It’s been hard for me to ever think of myself as a leader. I have never thought that I had the “it” factor that great leaders possessed. I don’t have what I consider to be an electric personality. I’m not an extrovert, preferably a wallflower rather than the life of the party. It’s not that no one ever told me that I could never be a leader. In reality, I’ve been told all of my life that I had the potential to be a great leader. Others saw it in me, but I just could not see it in myself. Part of the reason was that I was comparing what I saw in others to what I did not see in myself. It seems that God has really been deconstructing my own self image here lately.
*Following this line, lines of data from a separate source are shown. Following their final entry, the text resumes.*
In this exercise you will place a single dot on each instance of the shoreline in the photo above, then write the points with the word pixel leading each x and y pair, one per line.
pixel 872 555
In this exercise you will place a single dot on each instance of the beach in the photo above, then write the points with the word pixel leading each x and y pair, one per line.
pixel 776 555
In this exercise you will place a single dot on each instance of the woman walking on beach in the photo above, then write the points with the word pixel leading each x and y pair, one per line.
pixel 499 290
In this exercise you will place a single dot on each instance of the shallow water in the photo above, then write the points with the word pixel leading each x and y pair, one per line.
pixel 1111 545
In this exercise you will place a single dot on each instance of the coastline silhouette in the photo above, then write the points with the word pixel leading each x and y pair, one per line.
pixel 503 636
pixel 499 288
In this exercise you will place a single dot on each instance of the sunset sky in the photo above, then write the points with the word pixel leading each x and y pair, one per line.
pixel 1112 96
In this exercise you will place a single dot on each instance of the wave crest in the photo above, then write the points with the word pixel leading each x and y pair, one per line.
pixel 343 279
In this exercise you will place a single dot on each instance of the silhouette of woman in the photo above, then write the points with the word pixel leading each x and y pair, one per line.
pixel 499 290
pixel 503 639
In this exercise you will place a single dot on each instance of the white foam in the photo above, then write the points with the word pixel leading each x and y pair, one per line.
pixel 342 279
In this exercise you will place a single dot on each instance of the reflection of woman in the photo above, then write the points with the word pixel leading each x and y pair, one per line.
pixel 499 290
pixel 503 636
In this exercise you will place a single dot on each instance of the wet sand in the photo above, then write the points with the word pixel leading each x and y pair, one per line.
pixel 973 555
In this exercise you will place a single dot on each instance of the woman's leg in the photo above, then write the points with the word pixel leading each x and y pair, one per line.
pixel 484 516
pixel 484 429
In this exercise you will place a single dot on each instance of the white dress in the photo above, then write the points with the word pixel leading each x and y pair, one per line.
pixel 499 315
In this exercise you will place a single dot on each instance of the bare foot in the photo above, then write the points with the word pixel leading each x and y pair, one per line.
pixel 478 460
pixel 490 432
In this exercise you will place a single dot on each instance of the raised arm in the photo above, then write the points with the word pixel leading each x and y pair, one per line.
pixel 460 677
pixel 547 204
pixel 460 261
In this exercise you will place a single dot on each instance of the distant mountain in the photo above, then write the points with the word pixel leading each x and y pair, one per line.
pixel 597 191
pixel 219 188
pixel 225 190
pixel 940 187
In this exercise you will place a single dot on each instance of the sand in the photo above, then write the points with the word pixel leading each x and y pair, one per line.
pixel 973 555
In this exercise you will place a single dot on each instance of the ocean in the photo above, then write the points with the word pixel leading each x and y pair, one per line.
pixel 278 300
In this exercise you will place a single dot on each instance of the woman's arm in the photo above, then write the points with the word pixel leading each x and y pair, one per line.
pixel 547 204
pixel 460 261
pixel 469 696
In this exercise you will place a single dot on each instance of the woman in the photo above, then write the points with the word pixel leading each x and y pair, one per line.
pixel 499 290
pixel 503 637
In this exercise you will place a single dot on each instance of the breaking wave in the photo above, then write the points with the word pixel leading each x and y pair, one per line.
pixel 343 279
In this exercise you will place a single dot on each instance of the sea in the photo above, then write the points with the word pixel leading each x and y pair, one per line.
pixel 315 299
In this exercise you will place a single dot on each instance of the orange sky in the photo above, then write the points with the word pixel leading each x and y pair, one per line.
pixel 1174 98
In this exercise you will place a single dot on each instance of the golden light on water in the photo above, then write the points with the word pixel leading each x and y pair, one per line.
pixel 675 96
A good friend of mine, Dan Clark, once told me during a breakfast meeting that I should embrace the things about myself that I did not do well. At that point, I didn’t really grasp the power of what he was saying. I figured that because I didn’t do the things well that I saw other great leaders do well, I could never be a leader; not even considering becoming an effective Pastor. Our series in church has been dealing with breaking bad habits and cycles in our lives, and the last 4 weeks have dealt especially with breaking the spirits of comparison and poor mental workings. As a result of really allowing these things to sink in, plus having some real eye opening time at our staff meeting over this weekend, I am beginning to see the uniqueness in the way God has created me to lead. It doesn’t look like my Pastor in many ways, any Pastor that I’ve ever sat under. It doesn’t look like our Youth Pastors, or anyone that I see on television. I’m me, and in the past I’ve spent so much time ripping myself for NOT being the people whose lives I looked up to and admired. However, instead of focusing so much on my weaknesses and deficiencies, I am really beginning to see how my strengths can be used by God to be an effective leader.

I have always wanted to be a leader, but the issue has not been with what I was created to be, but rather how I saw who God has created me to be. In the light of respecting and esteeming his creative work in constructing me, I think that I am beginning to understand myself in the way God intended for me to be. Quirks and all, I think I’m actually an ok guy, and I’m growing to be an effective leader as well.